Kids’ brains reorganize when learning math skills

This is an important piece of research. It shows that children’s brain activity changes as they make the transition from basic counting skills to automatic fact retrieval. Moreover, automatic retrieval of single digit arithmetic tasks has been shown to correlate with performance in advanced, high school level maths skills. (See comment below.)

This transition should take place around 8 to 9 years old, but it won’t happen unless children PRACTISE. And what better way to practise single digit arithmetic than learning the column-based methods! Children get faster at single-digit arithmetic whilst learning to operate with larger numbers at the same time. It’s a double win! And let’s not forget how much it improves their confidence and enjoyment of maths, at that age, when they realise they can handle working with larger numbers.

It’s pretty clear why a strategy-based approach at such an early age is catastrophic for developing young mathematical minds. Anyone who claims that the Numeracy Project was based on the work of Jean Piaget uses his name in vain. Piaget’s stages of cognitive development would place the strategies at the Formal Operational Stage (aged 11 to 16 or higher).

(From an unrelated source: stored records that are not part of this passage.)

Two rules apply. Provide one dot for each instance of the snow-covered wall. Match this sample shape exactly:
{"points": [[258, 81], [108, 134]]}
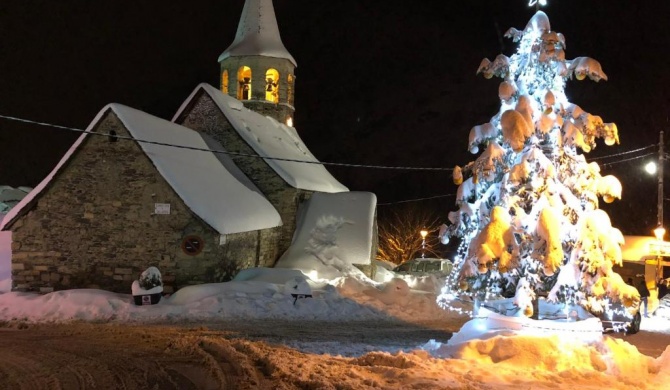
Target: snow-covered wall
{"points": [[334, 231]]}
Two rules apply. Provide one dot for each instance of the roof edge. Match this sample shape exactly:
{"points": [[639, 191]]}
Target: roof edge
{"points": [[33, 195]]}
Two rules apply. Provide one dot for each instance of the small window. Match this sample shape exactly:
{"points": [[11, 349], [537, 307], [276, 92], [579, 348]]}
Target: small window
{"points": [[192, 245], [244, 83], [289, 89], [224, 82], [272, 85], [433, 266]]}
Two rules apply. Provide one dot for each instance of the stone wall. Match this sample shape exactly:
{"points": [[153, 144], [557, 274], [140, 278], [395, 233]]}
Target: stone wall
{"points": [[203, 115], [94, 226]]}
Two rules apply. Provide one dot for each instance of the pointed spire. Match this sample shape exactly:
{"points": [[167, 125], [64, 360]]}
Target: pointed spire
{"points": [[257, 33]]}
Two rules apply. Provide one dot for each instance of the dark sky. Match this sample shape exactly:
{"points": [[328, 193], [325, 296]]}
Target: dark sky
{"points": [[378, 82]]}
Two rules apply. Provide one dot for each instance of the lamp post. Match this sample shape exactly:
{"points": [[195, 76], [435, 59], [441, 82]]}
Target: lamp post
{"points": [[659, 232], [423, 233], [660, 181]]}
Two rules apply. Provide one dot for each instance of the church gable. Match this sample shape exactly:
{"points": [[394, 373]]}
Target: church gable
{"points": [[108, 214]]}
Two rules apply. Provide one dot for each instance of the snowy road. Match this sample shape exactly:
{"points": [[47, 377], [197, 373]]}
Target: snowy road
{"points": [[246, 354], [343, 338]]}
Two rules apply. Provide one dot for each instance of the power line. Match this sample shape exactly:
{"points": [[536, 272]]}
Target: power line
{"points": [[235, 154], [348, 165], [415, 200], [622, 153], [629, 159]]}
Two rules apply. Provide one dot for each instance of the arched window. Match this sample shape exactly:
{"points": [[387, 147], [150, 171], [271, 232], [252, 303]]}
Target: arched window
{"points": [[244, 83], [224, 82], [289, 89], [272, 85]]}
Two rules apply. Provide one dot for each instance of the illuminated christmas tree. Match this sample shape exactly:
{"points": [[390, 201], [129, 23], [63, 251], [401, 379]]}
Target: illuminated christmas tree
{"points": [[528, 211]]}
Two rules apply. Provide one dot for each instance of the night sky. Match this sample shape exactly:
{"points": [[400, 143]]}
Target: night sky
{"points": [[378, 82]]}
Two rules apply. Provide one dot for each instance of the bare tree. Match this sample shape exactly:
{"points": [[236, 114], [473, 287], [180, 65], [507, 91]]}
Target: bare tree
{"points": [[399, 234]]}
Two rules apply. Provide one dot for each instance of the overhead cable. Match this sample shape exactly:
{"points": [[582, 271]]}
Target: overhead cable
{"points": [[235, 154]]}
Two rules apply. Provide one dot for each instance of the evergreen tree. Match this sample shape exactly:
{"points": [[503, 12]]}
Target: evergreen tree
{"points": [[528, 205]]}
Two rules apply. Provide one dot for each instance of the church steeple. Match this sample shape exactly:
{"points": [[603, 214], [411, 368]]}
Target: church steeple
{"points": [[256, 68]]}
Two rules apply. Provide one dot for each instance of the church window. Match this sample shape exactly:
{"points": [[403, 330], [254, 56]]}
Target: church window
{"points": [[224, 81], [289, 90], [192, 245], [244, 83], [272, 85]]}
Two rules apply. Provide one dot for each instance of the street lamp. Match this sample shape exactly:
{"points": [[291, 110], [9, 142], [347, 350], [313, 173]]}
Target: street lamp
{"points": [[659, 232], [423, 233]]}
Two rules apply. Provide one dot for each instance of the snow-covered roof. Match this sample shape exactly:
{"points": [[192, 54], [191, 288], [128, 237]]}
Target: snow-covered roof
{"points": [[333, 230], [226, 200], [10, 197], [257, 33], [638, 248], [270, 138]]}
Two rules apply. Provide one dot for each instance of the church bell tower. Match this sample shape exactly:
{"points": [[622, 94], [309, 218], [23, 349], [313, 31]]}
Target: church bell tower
{"points": [[256, 68]]}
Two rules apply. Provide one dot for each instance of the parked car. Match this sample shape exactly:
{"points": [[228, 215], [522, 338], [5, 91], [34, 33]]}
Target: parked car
{"points": [[424, 266], [616, 320]]}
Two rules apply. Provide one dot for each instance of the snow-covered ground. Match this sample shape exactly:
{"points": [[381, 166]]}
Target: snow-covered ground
{"points": [[479, 348]]}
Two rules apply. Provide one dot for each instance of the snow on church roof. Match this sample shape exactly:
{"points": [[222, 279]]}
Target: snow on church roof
{"points": [[333, 230], [257, 33], [270, 138], [226, 200]]}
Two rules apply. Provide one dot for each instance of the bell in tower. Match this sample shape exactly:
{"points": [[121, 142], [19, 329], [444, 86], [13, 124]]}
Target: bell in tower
{"points": [[262, 68]]}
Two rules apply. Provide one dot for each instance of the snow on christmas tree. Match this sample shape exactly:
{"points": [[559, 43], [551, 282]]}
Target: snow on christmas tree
{"points": [[528, 205]]}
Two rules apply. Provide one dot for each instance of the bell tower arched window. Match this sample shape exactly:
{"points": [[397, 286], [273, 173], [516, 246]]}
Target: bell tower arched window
{"points": [[244, 83], [289, 89], [272, 85], [224, 82]]}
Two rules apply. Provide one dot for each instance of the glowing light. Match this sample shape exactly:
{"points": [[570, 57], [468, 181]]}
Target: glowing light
{"points": [[659, 232], [650, 168]]}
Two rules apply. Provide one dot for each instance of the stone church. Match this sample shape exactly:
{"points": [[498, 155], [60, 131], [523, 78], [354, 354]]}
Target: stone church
{"points": [[216, 190]]}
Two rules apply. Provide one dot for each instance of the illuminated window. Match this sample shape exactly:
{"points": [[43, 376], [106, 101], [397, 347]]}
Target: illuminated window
{"points": [[192, 245], [272, 85], [224, 82], [244, 83], [289, 90]]}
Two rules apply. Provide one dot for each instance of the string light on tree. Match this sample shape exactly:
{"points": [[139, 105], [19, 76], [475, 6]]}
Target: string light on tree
{"points": [[537, 3], [528, 205]]}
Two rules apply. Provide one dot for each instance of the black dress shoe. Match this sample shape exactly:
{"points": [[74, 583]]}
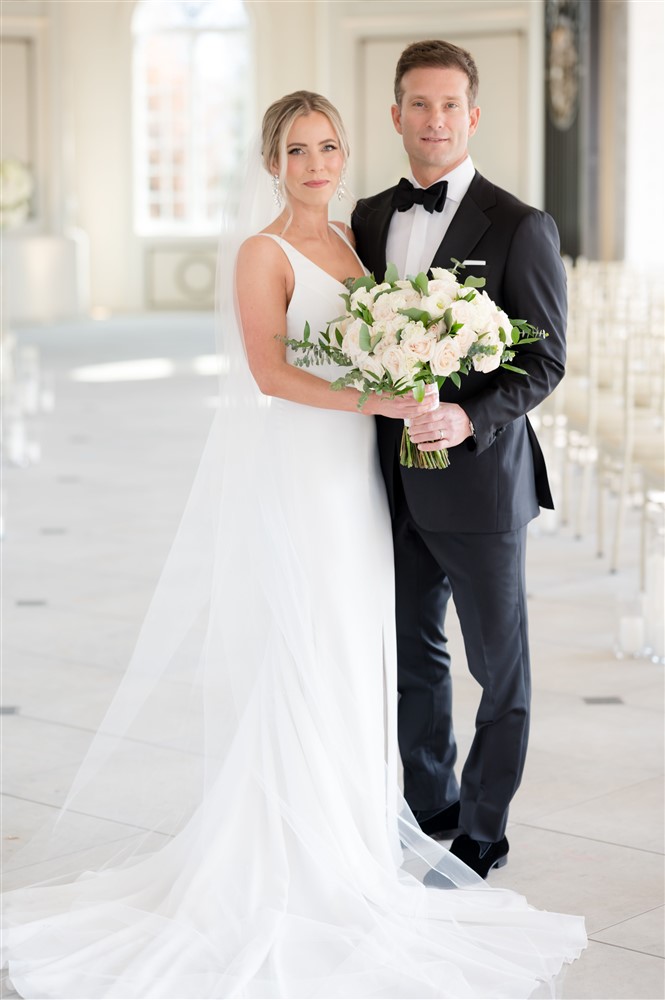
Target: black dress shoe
{"points": [[481, 857], [443, 825]]}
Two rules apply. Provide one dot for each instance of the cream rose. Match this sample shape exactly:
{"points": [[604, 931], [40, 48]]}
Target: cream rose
{"points": [[397, 362], [477, 313], [435, 304], [487, 362], [443, 281], [351, 340], [364, 297], [417, 341], [445, 357]]}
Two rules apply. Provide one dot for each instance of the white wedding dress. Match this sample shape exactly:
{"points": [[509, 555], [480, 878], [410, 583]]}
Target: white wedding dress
{"points": [[299, 873]]}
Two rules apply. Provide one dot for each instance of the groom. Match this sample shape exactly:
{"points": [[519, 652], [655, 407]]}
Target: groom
{"points": [[461, 532]]}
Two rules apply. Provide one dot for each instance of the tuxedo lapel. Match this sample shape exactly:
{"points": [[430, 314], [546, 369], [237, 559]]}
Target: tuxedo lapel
{"points": [[469, 225], [382, 223]]}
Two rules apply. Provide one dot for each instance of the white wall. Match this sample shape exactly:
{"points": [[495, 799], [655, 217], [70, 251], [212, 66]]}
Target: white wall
{"points": [[645, 205], [83, 113]]}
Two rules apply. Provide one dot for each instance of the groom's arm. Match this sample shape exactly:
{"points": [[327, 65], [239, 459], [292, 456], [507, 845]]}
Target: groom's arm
{"points": [[534, 289]]}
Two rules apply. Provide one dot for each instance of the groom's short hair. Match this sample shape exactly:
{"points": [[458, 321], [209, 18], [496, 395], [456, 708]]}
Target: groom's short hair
{"points": [[436, 52]]}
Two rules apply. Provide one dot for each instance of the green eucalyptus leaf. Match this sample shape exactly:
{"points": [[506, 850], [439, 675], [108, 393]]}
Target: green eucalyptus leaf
{"points": [[392, 274], [421, 283], [417, 315]]}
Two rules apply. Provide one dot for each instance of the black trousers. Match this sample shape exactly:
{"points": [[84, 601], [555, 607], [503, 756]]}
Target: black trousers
{"points": [[485, 574]]}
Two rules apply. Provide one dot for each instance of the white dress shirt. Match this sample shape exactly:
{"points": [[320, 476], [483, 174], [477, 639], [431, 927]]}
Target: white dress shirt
{"points": [[414, 236]]}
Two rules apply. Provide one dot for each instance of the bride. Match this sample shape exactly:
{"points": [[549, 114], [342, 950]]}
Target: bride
{"points": [[276, 857]]}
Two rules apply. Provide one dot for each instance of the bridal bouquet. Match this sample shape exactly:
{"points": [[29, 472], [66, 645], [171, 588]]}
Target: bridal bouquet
{"points": [[399, 335]]}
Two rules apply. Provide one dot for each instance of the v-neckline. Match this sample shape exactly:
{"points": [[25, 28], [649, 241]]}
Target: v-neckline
{"points": [[313, 262]]}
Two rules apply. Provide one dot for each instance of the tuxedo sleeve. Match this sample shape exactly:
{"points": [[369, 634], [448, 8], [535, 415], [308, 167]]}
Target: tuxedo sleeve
{"points": [[533, 289]]}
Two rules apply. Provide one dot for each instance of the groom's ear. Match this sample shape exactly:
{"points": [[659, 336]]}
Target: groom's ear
{"points": [[397, 118]]}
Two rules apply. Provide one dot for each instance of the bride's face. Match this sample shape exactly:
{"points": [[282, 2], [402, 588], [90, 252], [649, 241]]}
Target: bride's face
{"points": [[314, 160]]}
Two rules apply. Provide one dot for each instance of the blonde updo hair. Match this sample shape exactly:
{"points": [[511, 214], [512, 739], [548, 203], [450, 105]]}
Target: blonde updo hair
{"points": [[277, 122]]}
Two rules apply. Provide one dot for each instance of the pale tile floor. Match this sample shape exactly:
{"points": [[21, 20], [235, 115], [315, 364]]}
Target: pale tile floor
{"points": [[87, 530]]}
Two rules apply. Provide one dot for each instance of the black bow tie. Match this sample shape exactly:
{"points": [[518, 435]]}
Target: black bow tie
{"points": [[432, 198]]}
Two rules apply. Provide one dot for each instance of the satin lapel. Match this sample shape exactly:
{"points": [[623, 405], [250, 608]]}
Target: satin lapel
{"points": [[469, 225], [384, 215]]}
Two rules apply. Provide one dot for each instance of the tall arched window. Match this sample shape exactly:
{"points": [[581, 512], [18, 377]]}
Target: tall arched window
{"points": [[192, 106]]}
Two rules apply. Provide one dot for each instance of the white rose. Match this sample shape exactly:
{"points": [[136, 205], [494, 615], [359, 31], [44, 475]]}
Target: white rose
{"points": [[443, 281], [362, 295], [477, 313], [445, 357], [487, 362], [397, 362], [465, 338], [370, 364], [435, 304], [351, 340], [417, 341]]}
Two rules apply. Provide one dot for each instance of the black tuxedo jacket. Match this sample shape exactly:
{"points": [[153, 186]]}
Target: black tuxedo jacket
{"points": [[498, 482]]}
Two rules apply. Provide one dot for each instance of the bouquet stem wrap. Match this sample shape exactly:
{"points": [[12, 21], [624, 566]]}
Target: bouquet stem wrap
{"points": [[412, 457]]}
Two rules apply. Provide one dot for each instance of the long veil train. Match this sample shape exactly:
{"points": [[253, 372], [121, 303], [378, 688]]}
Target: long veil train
{"points": [[266, 862]]}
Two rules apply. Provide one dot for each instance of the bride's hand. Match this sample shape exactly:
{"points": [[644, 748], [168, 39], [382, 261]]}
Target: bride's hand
{"points": [[402, 407]]}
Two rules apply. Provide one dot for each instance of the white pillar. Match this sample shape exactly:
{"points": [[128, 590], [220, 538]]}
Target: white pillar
{"points": [[645, 205]]}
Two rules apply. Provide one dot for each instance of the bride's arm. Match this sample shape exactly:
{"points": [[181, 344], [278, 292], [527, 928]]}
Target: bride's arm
{"points": [[264, 283]]}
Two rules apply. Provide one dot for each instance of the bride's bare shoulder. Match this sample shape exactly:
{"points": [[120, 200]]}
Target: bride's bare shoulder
{"points": [[258, 251], [345, 230]]}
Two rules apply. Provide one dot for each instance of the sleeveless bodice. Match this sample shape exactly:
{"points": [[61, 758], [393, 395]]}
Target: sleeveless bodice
{"points": [[315, 300]]}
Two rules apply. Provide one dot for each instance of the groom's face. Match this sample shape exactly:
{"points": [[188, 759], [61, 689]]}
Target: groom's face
{"points": [[435, 120]]}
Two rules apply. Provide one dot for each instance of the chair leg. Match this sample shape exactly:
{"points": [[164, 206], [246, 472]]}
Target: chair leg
{"points": [[620, 514]]}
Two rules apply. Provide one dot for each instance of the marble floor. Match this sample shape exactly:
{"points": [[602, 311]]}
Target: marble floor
{"points": [[87, 528]]}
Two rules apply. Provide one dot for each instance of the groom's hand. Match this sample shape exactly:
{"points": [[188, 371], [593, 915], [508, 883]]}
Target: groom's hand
{"points": [[444, 427]]}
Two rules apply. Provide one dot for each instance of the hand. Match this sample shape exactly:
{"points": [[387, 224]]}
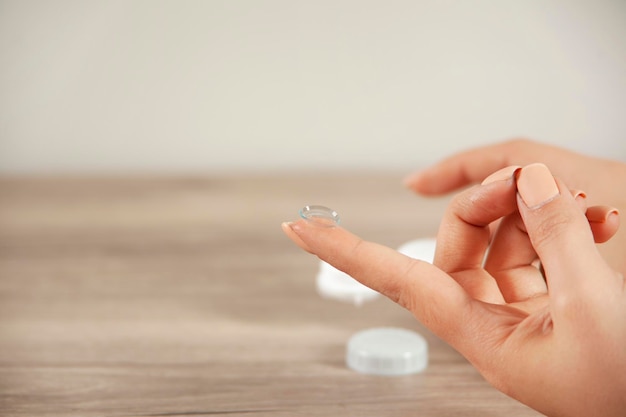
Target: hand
{"points": [[558, 348], [603, 180]]}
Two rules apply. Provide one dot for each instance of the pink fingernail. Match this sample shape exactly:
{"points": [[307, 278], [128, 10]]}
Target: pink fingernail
{"points": [[536, 185]]}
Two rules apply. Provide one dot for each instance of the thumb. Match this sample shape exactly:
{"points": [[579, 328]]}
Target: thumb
{"points": [[559, 232]]}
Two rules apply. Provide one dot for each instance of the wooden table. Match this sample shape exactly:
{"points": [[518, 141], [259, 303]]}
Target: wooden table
{"points": [[179, 296]]}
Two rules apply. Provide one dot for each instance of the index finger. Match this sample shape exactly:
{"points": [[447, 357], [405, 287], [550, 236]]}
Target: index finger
{"points": [[430, 294], [472, 166]]}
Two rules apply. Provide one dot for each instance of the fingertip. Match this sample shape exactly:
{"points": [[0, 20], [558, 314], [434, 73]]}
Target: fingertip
{"points": [[289, 228]]}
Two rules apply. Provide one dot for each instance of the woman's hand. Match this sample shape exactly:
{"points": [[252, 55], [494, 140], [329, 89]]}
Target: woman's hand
{"points": [[552, 337], [603, 180]]}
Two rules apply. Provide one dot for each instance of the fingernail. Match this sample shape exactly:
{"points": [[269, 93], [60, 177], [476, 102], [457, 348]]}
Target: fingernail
{"points": [[289, 228], [579, 195], [501, 175], [601, 215], [536, 185]]}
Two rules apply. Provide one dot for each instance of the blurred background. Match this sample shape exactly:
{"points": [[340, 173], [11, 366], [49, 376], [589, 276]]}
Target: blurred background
{"points": [[277, 85]]}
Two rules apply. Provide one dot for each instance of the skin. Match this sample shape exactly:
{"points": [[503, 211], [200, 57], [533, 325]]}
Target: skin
{"points": [[552, 338], [603, 180]]}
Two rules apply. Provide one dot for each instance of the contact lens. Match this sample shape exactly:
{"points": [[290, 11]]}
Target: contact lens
{"points": [[320, 215]]}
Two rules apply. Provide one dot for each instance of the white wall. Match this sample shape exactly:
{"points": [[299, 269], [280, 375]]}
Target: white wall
{"points": [[219, 85]]}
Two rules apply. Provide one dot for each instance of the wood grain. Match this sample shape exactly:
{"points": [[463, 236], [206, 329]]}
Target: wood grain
{"points": [[179, 296]]}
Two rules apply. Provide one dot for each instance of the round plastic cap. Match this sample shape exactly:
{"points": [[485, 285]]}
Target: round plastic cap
{"points": [[387, 351]]}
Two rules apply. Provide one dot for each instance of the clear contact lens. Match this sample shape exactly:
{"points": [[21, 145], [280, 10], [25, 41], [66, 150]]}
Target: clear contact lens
{"points": [[320, 215]]}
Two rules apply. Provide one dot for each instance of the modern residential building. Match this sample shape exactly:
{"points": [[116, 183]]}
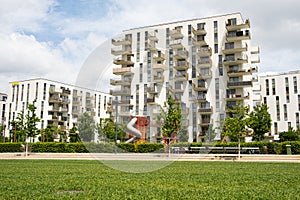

It’s reassuring to see cognitive neuroscience supporting a common sense approach to learning maths.

Measuring the effectiveness of teaching practices

This is a reproduction of a table in Prof. John Hattie’s book, Visible Learning (2009). The “d” numbers are effect sizes; they measure the effectiveness of teaching practices. It turns out, surprisingly, that d is almost always greater than 0. “When teachers claim that they are having a positive effect on achievement or when a policy improves achievement this is almost a trivial claim: virtually everything works. One only needs a pulse and we can improve achievement.”

After synthesising over 800 meta-analyses representing tens of thousands of studies, Hattie concluded that we should be aiming for an effect size of 0.40 (the overall average) or higher.

The results speak for themselves. Teachers as activators are more effective than teachers as facilitators. On the left, we have Direct Instruction and Mastery learning. On the right, we have Inquiry-based teaching and Problem-based learning.

On which side is the Numeracy Project?